Et si on relisait le Coran? Tel est le titre du second livre de la Malienne Hanane Kéita Traoré. Un titre polémique, voire provocateur, diront certains critiques. Mais une œuvre néanmoins bien documentée et bien argumentée en faveur de l'impérieuse nécessité d'une autre lecture du Saint Livre. L 'auteure s'est confiée à Amina. Interview. |
N'est-ce pas audacieux de la part d'une femme de susciter un tel débat dans une société musulmane très conservatrice, comme celle du Mali?
Le titre d'un livre ne reflète pas forcément son contenu. Mais, beaucoup de gens m'ont dit que j'aime choisir des titres provocateurs. Ils se réfèrent sans doute à celui de mon roman intitulé « Femme sans avenir » consacré aux drames de la polygamie. D'autres m'ont dit qu'ils ont eu l'impression, en lisant le titre, que je voulais parler de réécrire le Saint Coran. Mais une fois qu'ils ont lu le livre, ils ont découvert que ce n'est pas le cas. Je le dis et je le répète: l'islam est une grande et noble religion. Et on n'a rien à reprocher à l'islam en tant que dogme. Ce n'est pas l'islam en tant que foi, pratiques culturelles et sentiments sacrés dont il est question dans cet ouvrage. Mais, l'islam en tant que moteur de la dynamique politique, économique et sociale bâtie sur la modernité séculière. Il ne s'agit pas de désacraliser le Coran, mais plutôt de désacraliser son interprétation qui est humaine.
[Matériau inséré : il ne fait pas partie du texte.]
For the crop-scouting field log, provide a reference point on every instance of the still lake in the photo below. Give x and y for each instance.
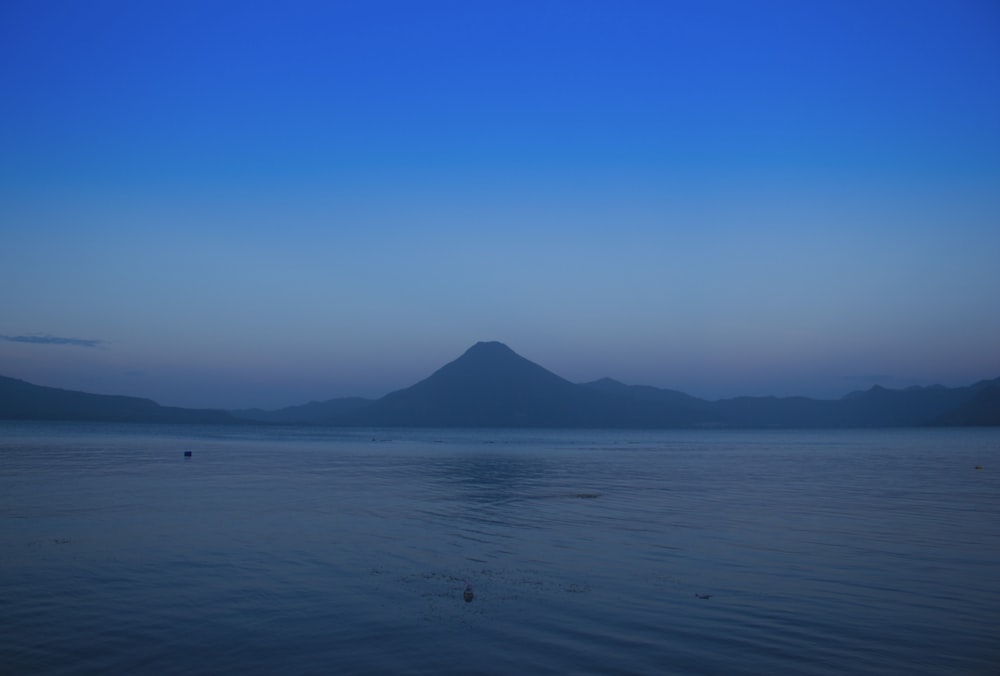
(310, 551)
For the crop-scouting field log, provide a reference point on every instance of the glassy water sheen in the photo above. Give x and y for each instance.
(300, 551)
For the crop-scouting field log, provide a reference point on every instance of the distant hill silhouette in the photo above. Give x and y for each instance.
(488, 386)
(492, 386)
(315, 412)
(20, 400)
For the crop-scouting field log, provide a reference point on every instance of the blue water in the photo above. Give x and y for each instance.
(301, 551)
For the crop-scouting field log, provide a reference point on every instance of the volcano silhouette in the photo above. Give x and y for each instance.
(489, 386)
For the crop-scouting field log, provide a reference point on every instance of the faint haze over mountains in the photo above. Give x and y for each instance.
(490, 386)
(225, 204)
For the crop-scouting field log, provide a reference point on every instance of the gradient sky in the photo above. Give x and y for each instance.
(237, 204)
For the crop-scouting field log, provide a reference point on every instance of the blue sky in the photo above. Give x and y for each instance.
(261, 204)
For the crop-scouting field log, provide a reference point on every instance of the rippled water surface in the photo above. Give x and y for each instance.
(326, 551)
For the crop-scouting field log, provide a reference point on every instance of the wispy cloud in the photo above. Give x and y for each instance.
(45, 339)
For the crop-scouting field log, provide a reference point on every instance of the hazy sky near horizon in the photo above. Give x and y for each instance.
(260, 203)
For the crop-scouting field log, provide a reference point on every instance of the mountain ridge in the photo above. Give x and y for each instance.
(490, 385)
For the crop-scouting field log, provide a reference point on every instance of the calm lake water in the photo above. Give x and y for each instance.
(305, 551)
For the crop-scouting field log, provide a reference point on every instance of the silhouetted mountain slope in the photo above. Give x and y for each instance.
(777, 412)
(488, 386)
(492, 386)
(20, 400)
(656, 407)
(313, 413)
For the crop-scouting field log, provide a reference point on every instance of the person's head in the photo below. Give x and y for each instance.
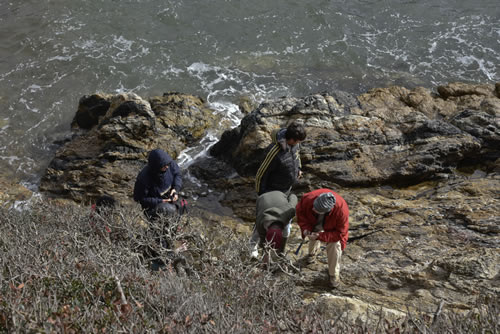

L'écriture de cet ouvrage vous a visiblement pris beaucoup de temps?
Ça m'a pris deux ans. Mais je pense au sujet depuis longtemps. Quand j'écris, c'est pour dénoncer une situation. En écrivant, je ne pense ni à plaire ni à déplaire à quiconque. Seuls les lecteurs peuvent juger. Personnellement, je ne trouve pas que le thème de ce second livre heurte les sentiments des musulmans. Le sujet n'est pas nouveau, même si nous, Africains de l'Afrique de l'Ouest, sommes en retard par rapport à ce débat mondial.
Qu'est-ce qui rend incontournable cette relecture que vous jugez nécessaire?
Le Coran a été révélé au Prophète, Paix Sur Lui, en 610. La révélation a duré 23 ans. Si on n'étudie pas l'environnement socioculturel et les tensions de l'Arabie du VIIe siècle, on ne peut pas comprendre le texte. On finit par construire un islam en apesanteur, un islam antihistorique. Si on considère que le Coran est une parole de Dieu, donc « une parole vivante », il faut accepter qu'elle nous parle autrement au XXIe siècle car les conditions de vie ont changé. On n'a plus ni les mêmes doléances, ni les mêmes exigences que nos ancêtres. On ne peut pas nier cette réalité. Ce qui était valable pour eux, peut ne pas l'être pour nous. Il s'agit de répondre aux exigences de la conscience musulmane moderne sans s'écarter de la réalité historique à chacune des étapes.
En quoi cette relecture peut-elle profiter aux femmes dans une société fortement islamisée comme celle du Mali?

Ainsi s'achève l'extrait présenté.